M. GAMMANPILA*, A. YAKUPITIYAGE AND A. N. BART

Abstract

A 3×2 factorial experiment was conducted to evaluate the effects of dietary vitamin C, E and Zinc supplementation on growth, survival and reproduction of Oreochromis niloticus in hapa based system installed in earthern ponds for 5 months. The triplicate groups consisting 30 fish were fed three levels of vitamin C (0, 50 and 1250 mg kg-1 diet), two levels of vitamin E (0, 600 mg kg-1 diet).
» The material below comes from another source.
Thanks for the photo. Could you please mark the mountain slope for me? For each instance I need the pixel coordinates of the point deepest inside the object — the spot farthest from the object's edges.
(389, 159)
An additional treatment that supplemented Zinc at a rate of 120 mg kg-1 with higher vitamin C and E levels was also included in the experiment. The results revealed that vitamin C deficient female fish exhibited significantly lower weight gain compared to the fish fed with diet supplemented with higher vitamin C. The spawning efficiency, total seed production and number of eggs per spawner were not affected by dietary vitamin C or E supplementation. However, the total number of spawns in hapa were significantly higher in fish fed with the Zinc supplemented diet compared to those fed with other experimental diets. The brood fish fed diets supplemented with 1250 mg kg-1 vitamin C and 600 mg kg-1 vitamin E had a significantly higher mean clutch size compared to the fish fed with other diets except the fish fed with 50 mg kg-1 vitamin C and 600 mg kg-1 vitamin E in the diet. The hatching rate and larval survival rate of the fish were significantly affected by feeding the fish 1250 mg kg-1 of vitamin C. Fish fed with a diet without vitamin C had reduced sperm viability and sperm motility compared with the fish fed with supplementary vitamin C (1250 mg kg-1) in the diet. The present study suggests that supplementation of vitamin C, E and Zn would improve the total number of spawns, total seed production, mean fecundity, hatching rate, sperm motility and sperm viability of O. niloticus. However consistent interactive patterns among tested levels of vitamin C, vitamin E and Zn were not evident in O. niloticus in relation to the reproductive performance parameters tested.